While Western businessmen are traveling behind the Iron Curtain in increasing numbers, Western ideas are crossing the frontiers with even greater impact —and some of them are stirring up a kind of revolution. Beset by economic problems that stem largely from their doctrinaire Marxism, the nations of the Soviet bloc are turning to many capitalistic practices that they once roundly condemned. Last week in the pages of Pravda, Russia’s . chief prophet of the “new” economics, Kharkov University Economist Evsey Liberman, renewed his campaign for adoption of the profit motive, calling for the creation of a new government agency to spread the idea through the Soviet economy.
Liberman is also pushing for more decision making by plant managers instead of central planners, has been successful enough to announce that his ideas “will be extended next year over the whole of Soviet light industry.” But his voice is only one in a rising chorus of criticism directed at classic Marxist economics.
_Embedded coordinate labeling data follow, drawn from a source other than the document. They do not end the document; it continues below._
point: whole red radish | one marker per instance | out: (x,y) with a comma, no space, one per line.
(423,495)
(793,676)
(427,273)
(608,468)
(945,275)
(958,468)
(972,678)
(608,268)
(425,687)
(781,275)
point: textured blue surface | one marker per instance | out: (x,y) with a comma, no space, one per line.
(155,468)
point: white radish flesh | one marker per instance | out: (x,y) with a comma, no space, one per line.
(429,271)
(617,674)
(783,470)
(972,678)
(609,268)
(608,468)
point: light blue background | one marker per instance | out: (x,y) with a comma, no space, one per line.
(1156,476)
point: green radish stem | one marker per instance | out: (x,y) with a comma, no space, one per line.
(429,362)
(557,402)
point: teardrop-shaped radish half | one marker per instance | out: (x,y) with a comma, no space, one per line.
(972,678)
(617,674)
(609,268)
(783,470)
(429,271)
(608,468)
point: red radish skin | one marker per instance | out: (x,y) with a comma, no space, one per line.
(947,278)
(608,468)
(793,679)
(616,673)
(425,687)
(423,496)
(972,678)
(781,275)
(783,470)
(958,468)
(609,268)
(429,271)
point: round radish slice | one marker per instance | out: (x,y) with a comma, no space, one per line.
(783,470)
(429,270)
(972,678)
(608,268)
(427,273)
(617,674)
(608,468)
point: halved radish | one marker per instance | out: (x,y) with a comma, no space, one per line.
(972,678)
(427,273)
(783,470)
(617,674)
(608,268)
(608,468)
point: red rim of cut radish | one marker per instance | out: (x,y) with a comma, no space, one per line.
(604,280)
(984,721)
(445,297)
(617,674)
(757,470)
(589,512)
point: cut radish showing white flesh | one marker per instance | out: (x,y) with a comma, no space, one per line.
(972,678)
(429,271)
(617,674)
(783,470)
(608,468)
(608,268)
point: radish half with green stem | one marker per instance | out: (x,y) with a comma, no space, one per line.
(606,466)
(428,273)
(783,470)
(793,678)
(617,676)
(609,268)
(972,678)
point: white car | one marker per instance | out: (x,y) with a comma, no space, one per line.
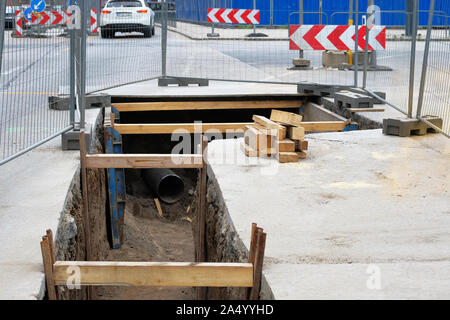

Lately Pravda and other Soviet publications have carried articles by economists branding the Soviet system “obsolete” and advocating a more or less free market system. Sergei Afanasyev, a deputy premier of one of the Soviet republics, fortnight ago came out for “material stimuli” as a necessary mainspring of the Russian economy. Lev Leontyev, an economist of the Soviet Academy of Sciences, from which initial opposition to Liberman’s theories came, recently advocated the profit motive and payment of interest as “key instruments of economic control.”
Disgusted by Controls. Its opponents, notably in Red China, call this switch economic “revisionism,” while its backers prefer to regard it as “creative
Marxism.” By any name, it is spreading through the Soviet orbit and causing considerable ferment. Czech economists have openly attacked the Marxist economic system, and Czech President Antonin Novotny recently stressed the necessity of “material incentives” for the workers. Even more important for its potential effect on the Communist world, the new way of thinking has given encouragement to the long-suffering consumers of the Soviet bloc, who have begun to sound off loudly about the inefficiencies of a system that provides them with so few comforts.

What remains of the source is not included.